Abstract

Code comments are crucial for program comprehension and maintenance. To better understand the nature and content of comments, previous work proposed taxonomies of comment information for textual languages, notably classical programming languages. However, paradigms such as model-driven or model-based engineering often promote the use of visual languages, to which existing taxonomies are not directly applicable. Taking MATLAB/Simulink as a representative of a sophisticated and widely used modeling environment, we extend a multi-language comment taxonomy onto new (visual) comment types and two new languages: Simulink and MATLAB. Furthermore, we outline Simulink commenting practices and compare them to textual languages.
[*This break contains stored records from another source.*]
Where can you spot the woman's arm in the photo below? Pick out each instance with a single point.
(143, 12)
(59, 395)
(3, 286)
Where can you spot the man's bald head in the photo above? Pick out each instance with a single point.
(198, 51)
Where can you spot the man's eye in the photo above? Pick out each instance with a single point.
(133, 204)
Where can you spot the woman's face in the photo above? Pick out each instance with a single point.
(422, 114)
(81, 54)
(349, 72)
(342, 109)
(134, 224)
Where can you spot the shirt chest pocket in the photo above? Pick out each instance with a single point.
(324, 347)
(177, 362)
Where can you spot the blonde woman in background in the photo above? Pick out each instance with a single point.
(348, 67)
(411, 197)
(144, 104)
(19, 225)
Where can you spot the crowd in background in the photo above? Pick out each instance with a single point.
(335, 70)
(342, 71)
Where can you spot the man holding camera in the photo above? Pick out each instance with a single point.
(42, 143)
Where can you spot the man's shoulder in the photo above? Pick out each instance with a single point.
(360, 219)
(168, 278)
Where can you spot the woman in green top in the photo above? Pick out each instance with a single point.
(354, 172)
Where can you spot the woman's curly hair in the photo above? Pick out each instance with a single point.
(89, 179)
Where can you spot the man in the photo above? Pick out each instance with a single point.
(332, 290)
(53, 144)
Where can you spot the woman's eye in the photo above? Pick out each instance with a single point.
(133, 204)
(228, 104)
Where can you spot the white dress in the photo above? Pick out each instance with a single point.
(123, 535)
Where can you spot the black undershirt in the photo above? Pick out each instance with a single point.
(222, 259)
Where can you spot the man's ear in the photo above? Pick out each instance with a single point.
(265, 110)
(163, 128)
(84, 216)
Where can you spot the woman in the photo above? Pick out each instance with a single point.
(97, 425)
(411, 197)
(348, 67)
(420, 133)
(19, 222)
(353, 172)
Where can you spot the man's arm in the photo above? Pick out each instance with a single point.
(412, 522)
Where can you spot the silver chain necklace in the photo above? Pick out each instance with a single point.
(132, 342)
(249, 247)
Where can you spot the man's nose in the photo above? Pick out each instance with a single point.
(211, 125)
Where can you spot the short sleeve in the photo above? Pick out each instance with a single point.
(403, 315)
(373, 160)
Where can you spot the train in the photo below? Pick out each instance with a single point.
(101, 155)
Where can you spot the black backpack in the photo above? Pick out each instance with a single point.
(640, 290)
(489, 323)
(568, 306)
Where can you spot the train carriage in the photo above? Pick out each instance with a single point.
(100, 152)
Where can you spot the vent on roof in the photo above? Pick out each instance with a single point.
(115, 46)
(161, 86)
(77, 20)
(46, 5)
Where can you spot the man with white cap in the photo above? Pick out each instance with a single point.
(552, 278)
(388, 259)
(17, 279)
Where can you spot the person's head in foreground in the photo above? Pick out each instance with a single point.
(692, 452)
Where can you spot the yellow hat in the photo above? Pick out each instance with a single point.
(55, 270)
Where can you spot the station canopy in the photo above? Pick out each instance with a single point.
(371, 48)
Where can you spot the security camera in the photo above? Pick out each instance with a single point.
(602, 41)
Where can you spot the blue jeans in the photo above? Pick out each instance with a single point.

We analyze 259,267 comments from 9,095 Simulink models and 17,792 MATLAB scripts. We identify the comment types, their usage frequency, classify comment information, and analyze their correlations with model metrics. We manually analyze 757 comments to extend the taxonomy. We also analyze commenting guidelines and developer adherence to them. Our extended taxonomy, SCoT (Simulink Comment Taxonomy), contains 25 categories. We find that Simulink comments, although often duplicated, are used at all model hierarchy levels. Of all comment types, Annotations are used most often; Notes scarcely. Our results indicate that Simulink developers, instead of extending comments, add new ones, and rarely follow commenting guidelines. Overall, we find Simulink comment information comparable to textual languages, which highlights commenting practice similarity across languages.